The basic idea of a KPI is to drive improvement by making performance measurable. Where this goes horribly wrong -- and in my experience, it nearly always goes horribly wrong -- is that it is very, very difficult to distill a complex service or job down into a single number in a sensible manner.
Instead, the (probably harried) supervisor comes up with the first half-sensible KPI he can think of, the employee agrees to it because he doesn't want to rock the boat and hasn't time to spend a few days analysing it, and another pit is prepared for unwary feet.

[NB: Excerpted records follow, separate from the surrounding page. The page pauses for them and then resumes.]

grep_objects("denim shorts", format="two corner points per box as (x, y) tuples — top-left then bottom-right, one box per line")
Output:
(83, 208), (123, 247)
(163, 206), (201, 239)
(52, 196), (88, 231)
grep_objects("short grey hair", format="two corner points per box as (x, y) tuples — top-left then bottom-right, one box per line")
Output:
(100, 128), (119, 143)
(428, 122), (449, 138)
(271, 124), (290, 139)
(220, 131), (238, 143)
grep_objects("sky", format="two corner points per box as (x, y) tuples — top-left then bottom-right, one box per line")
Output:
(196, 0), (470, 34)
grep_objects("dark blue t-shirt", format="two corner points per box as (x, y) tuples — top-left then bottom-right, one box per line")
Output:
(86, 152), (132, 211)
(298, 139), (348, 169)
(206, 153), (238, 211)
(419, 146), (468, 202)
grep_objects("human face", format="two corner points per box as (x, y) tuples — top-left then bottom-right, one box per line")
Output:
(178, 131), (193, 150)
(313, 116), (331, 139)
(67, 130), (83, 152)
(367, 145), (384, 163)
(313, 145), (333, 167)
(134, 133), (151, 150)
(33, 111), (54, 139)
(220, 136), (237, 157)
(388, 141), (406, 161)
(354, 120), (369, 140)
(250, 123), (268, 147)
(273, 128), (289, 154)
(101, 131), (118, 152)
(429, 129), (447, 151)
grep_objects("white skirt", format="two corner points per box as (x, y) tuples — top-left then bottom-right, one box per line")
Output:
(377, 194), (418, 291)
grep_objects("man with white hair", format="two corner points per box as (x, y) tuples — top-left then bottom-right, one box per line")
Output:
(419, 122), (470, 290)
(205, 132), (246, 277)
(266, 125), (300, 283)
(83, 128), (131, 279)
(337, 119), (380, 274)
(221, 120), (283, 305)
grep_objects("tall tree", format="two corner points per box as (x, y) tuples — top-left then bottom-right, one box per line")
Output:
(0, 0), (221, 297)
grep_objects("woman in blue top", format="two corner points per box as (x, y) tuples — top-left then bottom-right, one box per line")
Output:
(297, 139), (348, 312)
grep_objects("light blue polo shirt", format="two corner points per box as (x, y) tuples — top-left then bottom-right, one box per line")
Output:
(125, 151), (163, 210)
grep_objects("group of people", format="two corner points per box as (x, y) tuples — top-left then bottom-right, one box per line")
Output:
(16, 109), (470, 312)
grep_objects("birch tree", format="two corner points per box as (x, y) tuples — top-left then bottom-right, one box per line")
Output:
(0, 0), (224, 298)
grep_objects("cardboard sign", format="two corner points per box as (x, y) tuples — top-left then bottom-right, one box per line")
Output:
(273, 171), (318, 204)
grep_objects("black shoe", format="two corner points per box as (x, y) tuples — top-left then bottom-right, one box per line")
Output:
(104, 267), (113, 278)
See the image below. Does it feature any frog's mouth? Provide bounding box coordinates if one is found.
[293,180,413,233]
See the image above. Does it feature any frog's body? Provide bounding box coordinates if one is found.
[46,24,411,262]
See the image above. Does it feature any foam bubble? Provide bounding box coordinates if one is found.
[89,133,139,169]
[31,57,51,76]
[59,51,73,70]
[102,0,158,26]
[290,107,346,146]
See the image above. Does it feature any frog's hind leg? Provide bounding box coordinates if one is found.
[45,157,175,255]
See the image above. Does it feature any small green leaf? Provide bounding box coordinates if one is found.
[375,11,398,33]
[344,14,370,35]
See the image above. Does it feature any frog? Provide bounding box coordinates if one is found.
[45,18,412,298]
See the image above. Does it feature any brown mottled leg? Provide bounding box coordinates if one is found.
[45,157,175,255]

At this point, one of two things will happen:
a) a diligent and honest employee will ignore the perverse misfeatures of the KPI and just do his job as well as he is able. As a result, at salary review time he will be punished for his honesty, eventually become disgruntled, and leave. OR
b) a cunning and sociopathic employee will rules-lawyer the KPI to death and achieve maximal annual bonuses whilst leaving behind a trail of carnage.
While the concept in both the post and Roger's comment is unarguable - it doesn't make sense in the precise context. A disputed transaction is recovered from the merchant via their merchant acquirer therefore the base incentive for the card-holder's bank is actually to capitulate immediately.
However, there is a startling lack of delegation within most banks - so the pain of going through the steps and tying up the layers of call-centre hierarchy may force teams down the 'fob them off' route. Of course, we also have to factor in the deliberately appalling customer service we have come to expect as our just reward for giving them our business!